Sabato 6 Novembre 2010 - Libertà
«Italia, dopo 150 anni è da buttare»
Philippe Daverio oggi apre un ciclo di conferenze sull'unità
piacenza - «L'Italia è un prodotto culturale, non politico. La musica di Giuseppe Verdi, dal Nabucco alla trilogia popolare, e la pittura sono le vere testimonianze della volontà unitaria frutto di una presa di coscienza della borghesia». Il critico Philippe Daverio - che oggi alle 17.30 all'auditorium di via Sant'Eufemia aprirà con la conferenza "Immagini dall'Italia di metà Ottocento" il ciclo di incontri "Il Belpaese. Il racconto della nascita di una nazione", organizzato dalla Fondazione di Piacenza e Vigevano in occasione del 150° anniversario dell'unità - invita a guardare all'Italia di adesso per constatare gli esiti del processo di unificazione e, a ritroso, cercare di capire come si sia svolto.
«Chiediamoci: Come mai l'Italia dopo 150 anni è tutta da buttare? ». Daverio denuncia una situazione sull'orlo del baratro e l'assoluta incapacità di tutelare il patrimonio culturale: «Siamo detentori di una quota significativa di beni dell'umanità; non il 70% come qualcuno ama ripetere, ma comunque una percentuale elevata. Però abbiamo certificato che non siamo in grado di conservarli». Perché «l'Italia, che appena dopo il 1860 era subito entrata in crisi - già la seconda generazione, quella della scapigliatura, si sentiva tradita - cominciò a plasmare l'unità vera nelle trincee della prima guerra mondiale e nella follia del fascismo. La Resistenza non è stata un movimento unitario, in quanto si verificò dalla Toscana in su. Per cui l'unica unità vera realizzata è stata l'economia delle concessioni, dalla tv alle autostrade. Altri tentativi sono stati l'Eni, l'Iri, l'Enel, alcuni sopravvissuti».
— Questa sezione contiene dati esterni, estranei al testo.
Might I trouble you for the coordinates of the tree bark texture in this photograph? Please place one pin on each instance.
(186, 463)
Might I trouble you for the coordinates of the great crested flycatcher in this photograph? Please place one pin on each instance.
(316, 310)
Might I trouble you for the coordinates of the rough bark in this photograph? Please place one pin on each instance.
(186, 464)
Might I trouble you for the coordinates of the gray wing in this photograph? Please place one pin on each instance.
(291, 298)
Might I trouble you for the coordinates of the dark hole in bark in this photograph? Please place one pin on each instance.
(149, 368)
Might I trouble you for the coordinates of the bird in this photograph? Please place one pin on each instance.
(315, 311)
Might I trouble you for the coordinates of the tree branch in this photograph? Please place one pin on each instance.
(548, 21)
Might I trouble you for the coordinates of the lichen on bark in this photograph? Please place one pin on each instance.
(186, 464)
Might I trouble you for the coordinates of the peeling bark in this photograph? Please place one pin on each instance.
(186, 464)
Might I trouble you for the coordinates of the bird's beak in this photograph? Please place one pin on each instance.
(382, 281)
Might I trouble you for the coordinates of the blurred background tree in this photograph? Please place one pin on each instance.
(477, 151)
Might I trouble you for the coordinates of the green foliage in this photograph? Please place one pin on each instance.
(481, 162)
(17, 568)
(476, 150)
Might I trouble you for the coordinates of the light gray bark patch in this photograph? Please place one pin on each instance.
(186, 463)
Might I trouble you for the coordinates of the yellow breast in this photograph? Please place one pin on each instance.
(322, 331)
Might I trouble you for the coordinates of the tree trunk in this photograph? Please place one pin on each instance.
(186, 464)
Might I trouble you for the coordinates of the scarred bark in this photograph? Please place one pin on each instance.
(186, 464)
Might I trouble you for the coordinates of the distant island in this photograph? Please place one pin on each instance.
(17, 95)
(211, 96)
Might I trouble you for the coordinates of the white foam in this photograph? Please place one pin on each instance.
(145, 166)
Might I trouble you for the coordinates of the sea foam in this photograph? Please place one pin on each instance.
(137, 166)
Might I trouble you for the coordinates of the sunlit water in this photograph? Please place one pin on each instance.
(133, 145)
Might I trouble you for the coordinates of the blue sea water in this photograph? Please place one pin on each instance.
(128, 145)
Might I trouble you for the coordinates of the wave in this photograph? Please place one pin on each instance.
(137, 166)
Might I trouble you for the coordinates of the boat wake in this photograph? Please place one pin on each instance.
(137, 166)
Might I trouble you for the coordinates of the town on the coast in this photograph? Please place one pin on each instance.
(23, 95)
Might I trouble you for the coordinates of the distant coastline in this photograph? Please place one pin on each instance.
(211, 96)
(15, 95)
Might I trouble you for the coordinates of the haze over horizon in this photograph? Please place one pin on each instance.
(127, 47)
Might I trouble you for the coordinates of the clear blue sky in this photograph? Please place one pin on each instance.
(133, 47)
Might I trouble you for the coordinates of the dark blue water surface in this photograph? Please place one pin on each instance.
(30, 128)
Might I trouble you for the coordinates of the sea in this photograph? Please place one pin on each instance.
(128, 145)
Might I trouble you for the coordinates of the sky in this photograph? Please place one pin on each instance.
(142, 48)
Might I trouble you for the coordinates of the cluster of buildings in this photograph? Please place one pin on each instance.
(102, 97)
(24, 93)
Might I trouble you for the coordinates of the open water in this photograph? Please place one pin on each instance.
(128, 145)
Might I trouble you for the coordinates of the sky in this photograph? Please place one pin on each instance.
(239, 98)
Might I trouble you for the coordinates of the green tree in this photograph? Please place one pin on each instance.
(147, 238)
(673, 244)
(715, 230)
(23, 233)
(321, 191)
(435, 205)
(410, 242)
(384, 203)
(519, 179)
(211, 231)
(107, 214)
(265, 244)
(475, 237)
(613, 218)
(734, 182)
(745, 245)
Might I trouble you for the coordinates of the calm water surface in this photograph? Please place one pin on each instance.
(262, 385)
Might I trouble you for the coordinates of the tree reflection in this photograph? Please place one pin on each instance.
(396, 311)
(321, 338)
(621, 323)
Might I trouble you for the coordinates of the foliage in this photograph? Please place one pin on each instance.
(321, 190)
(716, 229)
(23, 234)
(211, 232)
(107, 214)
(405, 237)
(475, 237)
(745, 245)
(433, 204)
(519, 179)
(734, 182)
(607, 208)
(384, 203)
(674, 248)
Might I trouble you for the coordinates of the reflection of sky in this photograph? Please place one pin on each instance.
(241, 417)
Per Daverio la comprensione di questa "unità mancata" passa per l'analisi del modo in cui si è costituito il nostro Paese, distinguendo tra «storia vera e circostanze assolutamente casuali. A Vittorio Emanuele, appassionato di caccia, bastava estendere il suo regno alla Lombardia, che comprendeva animali assenti in Piemonte; per Cavour, che amava i treni, era sufficiente giungere fino alla stazione di Ancona. Il Meridione si è aggiunto per caso. In Italia in realtà non esisteva un concetto di nazione, mentre si muovevano lungo la penisola forti interessi internazionali: gli americani e gli inglesi puntavano al Meridione, la Francia a erodere il potere dell'Austria. E' indicativo il fatto che Napoleone III era pronto a incoronare suo cugino re d'Etruria».
Lo stesso tributo di sangue fu anche straniero: «Non ci sarebbe stata l'Italia se nella battaglia di Solferino non avessero combattuto marocchini e senegalesi, schierati nell'esercito francese lanciato contro gli austriaci, sotto lo sguardo benevolo di Vittorio Emanuele», osserva ironicamente Daverio. Fondamentale per la causa nazionale fu inoltre l'apporto di intellettuali italiani che si erano formati oltreconfine, nelle grandi capitali, a Parigi come a Londra: «L'Italia è nata per caso, perché gli eventi e la forza popolare si sono dimostrati più dirompenti dei progetti politici dei protagonisti, ossia delle potenze europee le cui mire in quel momento erano collegate. Nessuno avrebbe pensato che dal colpo di mano di Garibaldi con la spedizione dei Mille in Sicilia si sarebbe ottenuto quel risultato che poi è stato raggiunto: l'unità d'Italia». Le aspirazioni della borghesia a un nuovo ruolo della società ebbero un parallelismo nelle arti, che raccolsero questi fermenti: «Ha fatto di più per l'unità d'Italia il caffè Michelangelo a Firenze di tanti politici».